Therapeutic Advances in Endocrinology and Metabolism ◽

10.1177/2042018813479645 ◽

2013 ◽

Vol 4 (1) ◽

pp. 25-36 ◽

Cited By ~ 48

Author(s):

Jacqueline A. Bayliss ◽

Zane B. Andrews

Keyword(s):

Reactive Oxygen Species ◽

Parkinson’S Disease ◽

Parkinson's Disease ◽

Mitochondrial Function ◽

Therapeutic Target ◽

Molecular Mechanisms ◽

Reactive Oxygen ◽

Oxygen Species ◽

Potential Therapeutic Target ◽

Neuroprotective Effects

Ghrelin is a circulating orexigenic signal that rises with prolonged fasting and falls postprandially. Ghrelin regulates energy homeostasis by stimulating appetite and body weight; however, it also has many nonmetabolic functions including enhanced learning and memory, anxiolytic effects as well as being neuroprotective. In Parkinson’s disease, ghrelin enhances dopaminergic survival via reduced microglial and caspase activation and improved mitochondrial function. As mitochondrial dysfunction contributes to Parkinson’s disease, any agent that enhances mitochondrial function could be a potential therapeutic target. We propose that ghrelin provides neuroprotective effects via AMPK (5′ adenosine monophosphate-activated protein kinase) activation and enhanced mitophagy (removal of damaged mitochondria) to ultimately enhance mitochondrial bioenergetics.
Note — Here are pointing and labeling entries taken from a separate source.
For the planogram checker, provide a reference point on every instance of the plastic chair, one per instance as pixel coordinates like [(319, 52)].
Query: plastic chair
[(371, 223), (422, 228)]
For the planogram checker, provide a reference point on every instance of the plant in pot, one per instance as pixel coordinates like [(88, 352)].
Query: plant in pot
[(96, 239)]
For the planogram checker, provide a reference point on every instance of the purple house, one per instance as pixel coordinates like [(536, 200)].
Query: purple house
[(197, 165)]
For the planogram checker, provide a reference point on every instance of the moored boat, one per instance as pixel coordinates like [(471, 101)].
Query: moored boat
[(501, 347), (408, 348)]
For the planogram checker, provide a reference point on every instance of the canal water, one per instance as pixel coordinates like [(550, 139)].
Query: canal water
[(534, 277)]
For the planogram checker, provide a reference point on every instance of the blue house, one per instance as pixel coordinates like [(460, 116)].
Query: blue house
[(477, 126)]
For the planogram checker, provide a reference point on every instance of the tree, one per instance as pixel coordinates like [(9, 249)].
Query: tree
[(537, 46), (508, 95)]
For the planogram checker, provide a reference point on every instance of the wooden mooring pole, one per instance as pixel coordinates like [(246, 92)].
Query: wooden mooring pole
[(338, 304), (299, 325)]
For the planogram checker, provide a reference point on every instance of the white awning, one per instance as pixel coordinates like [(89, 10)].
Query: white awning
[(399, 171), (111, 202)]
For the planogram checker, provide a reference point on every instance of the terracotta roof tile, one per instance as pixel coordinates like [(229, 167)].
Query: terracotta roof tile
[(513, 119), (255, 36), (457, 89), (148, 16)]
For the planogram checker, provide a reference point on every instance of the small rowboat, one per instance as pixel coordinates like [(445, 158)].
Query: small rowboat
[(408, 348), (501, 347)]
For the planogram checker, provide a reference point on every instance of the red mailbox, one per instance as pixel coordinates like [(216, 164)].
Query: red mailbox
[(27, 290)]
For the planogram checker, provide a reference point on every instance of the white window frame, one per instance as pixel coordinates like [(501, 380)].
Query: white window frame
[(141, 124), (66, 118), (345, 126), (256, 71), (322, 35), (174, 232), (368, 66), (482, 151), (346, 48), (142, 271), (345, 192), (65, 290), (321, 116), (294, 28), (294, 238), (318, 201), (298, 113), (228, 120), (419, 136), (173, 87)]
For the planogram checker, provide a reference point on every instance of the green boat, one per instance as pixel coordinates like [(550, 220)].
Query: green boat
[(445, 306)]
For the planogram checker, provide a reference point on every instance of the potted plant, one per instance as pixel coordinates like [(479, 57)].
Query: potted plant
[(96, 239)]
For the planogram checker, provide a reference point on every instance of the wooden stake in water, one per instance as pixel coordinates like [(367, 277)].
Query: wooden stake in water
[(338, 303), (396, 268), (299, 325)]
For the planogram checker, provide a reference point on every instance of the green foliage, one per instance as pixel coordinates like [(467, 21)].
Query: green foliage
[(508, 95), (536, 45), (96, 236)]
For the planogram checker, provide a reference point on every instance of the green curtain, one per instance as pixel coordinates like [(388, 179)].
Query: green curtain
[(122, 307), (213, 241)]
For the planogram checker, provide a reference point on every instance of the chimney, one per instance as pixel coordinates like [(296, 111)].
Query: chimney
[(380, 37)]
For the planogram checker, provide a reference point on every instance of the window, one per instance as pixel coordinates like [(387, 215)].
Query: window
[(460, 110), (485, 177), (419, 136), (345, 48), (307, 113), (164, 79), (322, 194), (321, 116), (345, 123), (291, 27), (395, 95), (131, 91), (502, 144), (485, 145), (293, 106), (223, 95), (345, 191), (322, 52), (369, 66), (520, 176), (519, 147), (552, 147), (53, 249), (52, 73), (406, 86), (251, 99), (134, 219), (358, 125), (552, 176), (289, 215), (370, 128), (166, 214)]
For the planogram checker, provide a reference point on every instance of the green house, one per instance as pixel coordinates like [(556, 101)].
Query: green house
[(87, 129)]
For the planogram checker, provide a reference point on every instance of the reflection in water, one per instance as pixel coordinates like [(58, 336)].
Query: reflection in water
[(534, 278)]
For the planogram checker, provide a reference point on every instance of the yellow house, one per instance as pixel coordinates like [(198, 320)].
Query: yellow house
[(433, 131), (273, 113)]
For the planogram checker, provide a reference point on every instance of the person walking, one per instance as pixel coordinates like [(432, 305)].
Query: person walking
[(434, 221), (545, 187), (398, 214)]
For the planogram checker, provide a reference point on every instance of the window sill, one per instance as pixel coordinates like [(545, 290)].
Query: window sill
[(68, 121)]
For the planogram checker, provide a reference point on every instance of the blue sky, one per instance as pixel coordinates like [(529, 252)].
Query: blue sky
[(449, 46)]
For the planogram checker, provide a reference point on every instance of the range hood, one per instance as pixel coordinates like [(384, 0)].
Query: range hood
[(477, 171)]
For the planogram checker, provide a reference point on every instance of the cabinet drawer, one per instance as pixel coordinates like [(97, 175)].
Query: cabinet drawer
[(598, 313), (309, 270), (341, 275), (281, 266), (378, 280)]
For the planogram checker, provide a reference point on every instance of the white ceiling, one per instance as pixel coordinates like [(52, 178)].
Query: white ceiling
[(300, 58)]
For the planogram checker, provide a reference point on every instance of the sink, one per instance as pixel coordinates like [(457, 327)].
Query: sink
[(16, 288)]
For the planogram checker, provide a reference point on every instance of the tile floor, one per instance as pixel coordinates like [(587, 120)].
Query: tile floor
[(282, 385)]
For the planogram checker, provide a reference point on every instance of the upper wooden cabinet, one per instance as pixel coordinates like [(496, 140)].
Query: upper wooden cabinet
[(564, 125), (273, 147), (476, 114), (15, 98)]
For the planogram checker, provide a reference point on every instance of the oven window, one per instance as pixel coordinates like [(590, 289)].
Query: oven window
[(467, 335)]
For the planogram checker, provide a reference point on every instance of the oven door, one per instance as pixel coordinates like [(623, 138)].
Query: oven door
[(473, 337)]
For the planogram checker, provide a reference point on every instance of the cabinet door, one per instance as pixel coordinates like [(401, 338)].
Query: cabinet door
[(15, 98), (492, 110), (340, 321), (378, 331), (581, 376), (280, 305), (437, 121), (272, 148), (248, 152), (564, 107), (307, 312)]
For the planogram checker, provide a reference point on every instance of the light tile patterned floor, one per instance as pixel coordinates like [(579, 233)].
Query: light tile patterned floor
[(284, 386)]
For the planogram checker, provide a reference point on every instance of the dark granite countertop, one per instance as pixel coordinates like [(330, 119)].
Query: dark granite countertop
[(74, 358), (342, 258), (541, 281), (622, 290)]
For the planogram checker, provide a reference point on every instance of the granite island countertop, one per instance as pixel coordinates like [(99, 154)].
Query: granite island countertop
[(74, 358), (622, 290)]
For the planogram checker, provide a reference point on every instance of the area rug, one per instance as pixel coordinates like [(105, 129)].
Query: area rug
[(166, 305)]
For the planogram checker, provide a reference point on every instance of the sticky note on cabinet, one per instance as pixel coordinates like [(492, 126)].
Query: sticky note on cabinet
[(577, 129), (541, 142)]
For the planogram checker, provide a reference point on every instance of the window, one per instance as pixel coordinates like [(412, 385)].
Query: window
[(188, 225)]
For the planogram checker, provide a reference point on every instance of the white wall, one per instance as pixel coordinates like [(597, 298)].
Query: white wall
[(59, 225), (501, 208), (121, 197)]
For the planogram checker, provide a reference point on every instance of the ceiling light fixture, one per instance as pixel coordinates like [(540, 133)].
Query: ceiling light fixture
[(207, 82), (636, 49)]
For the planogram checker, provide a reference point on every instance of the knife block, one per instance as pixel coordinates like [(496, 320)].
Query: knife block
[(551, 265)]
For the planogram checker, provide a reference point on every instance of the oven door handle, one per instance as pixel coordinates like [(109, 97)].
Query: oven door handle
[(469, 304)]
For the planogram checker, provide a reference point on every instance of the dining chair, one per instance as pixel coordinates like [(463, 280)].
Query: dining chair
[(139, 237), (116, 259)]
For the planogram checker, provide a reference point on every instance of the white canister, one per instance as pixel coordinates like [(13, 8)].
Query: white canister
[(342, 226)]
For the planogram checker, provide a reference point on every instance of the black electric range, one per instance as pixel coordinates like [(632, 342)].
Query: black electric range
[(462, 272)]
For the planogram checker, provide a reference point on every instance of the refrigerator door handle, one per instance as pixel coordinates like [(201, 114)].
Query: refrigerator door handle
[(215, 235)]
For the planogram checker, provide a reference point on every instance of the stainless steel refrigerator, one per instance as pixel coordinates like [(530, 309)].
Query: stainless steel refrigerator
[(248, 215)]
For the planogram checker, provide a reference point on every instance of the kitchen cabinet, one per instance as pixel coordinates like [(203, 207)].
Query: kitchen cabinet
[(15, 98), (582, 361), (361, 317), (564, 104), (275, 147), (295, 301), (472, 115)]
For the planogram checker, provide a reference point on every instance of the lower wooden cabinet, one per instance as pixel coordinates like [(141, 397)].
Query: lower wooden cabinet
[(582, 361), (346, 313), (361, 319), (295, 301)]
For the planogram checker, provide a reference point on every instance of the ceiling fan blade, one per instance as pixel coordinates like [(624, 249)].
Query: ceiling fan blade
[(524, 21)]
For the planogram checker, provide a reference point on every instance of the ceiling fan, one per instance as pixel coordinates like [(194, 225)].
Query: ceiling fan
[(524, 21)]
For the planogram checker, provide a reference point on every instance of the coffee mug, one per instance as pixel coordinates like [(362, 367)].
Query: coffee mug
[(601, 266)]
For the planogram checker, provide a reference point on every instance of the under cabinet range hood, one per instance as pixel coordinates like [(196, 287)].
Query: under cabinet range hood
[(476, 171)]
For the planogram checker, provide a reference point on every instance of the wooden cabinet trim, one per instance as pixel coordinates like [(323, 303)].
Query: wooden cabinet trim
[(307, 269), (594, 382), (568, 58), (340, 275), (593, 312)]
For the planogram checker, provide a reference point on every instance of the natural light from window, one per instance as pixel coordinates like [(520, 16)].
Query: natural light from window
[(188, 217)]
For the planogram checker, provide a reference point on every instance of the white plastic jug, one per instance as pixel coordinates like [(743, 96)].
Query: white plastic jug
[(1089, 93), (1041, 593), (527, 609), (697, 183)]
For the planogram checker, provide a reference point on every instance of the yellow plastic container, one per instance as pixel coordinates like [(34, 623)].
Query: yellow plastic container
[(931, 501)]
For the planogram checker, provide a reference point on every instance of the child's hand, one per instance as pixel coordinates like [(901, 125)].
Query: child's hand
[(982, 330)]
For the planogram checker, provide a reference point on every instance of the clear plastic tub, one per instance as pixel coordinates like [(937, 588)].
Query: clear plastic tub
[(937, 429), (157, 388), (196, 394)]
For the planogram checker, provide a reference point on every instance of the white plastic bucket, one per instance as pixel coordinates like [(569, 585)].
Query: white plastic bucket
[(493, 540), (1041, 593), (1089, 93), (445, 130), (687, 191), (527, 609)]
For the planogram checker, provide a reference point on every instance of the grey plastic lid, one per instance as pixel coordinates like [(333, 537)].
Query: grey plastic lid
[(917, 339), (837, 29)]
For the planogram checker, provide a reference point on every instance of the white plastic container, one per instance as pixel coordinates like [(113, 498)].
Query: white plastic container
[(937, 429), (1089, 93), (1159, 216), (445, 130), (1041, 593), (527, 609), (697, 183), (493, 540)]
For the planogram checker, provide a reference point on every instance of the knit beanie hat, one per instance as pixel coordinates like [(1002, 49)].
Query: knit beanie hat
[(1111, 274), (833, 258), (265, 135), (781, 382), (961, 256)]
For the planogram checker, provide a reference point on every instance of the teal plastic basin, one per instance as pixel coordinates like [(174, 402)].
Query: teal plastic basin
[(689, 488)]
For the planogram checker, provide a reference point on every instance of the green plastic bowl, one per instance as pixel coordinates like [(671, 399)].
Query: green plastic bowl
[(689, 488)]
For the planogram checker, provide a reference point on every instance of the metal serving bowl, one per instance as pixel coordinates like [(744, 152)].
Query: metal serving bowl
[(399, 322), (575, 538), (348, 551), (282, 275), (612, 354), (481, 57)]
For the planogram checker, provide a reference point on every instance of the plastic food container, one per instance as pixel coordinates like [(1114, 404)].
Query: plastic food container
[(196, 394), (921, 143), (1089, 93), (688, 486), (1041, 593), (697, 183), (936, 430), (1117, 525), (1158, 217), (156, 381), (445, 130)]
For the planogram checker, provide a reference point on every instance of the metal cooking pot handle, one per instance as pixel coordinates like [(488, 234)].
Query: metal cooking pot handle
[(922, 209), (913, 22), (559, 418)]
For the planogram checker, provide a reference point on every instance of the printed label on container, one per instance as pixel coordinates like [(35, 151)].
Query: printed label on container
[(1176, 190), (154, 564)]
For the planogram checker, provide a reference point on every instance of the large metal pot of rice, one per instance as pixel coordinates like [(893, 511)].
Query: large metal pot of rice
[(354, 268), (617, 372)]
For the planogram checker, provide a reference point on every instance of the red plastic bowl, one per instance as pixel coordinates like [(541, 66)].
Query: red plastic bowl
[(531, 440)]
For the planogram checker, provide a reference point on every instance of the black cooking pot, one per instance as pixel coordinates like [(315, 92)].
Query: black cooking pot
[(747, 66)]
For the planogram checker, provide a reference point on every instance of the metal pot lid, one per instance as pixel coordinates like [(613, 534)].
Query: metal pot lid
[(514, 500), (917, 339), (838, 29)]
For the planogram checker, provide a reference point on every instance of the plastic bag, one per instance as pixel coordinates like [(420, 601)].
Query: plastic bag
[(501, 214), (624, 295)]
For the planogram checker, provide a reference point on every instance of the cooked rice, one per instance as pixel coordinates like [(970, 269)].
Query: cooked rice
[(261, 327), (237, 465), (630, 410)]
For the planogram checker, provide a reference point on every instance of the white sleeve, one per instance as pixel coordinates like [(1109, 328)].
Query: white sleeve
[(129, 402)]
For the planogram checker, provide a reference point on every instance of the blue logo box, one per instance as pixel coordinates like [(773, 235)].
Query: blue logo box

AMPK activation shifts energy balance from a negative to a neutral state and has a role in regulating mitochondrial biogenesis and reducing reactive oxygen species production. Mitophagy is important in Parkinson’s disease because damaged mitochondria produce reactive oxygen species resulting in damage to intracellular proteins, lipids and DNA predisposing them to neurodegeneration. Many genetic mutations linked to Parkinson’s disease are due to abnormal mitochondrial function and mitophagy, for example LRRK2, PINK1 and Parkin. An interaction between ghrelin and these classic Parkinson’s disease markers has not been observed, however by enhancing mitochondrial function, ghrelin or AMPK is a potential therapeutic target for slowing the progression of Parkinson’s disease symptoms, both motor and nonmotor.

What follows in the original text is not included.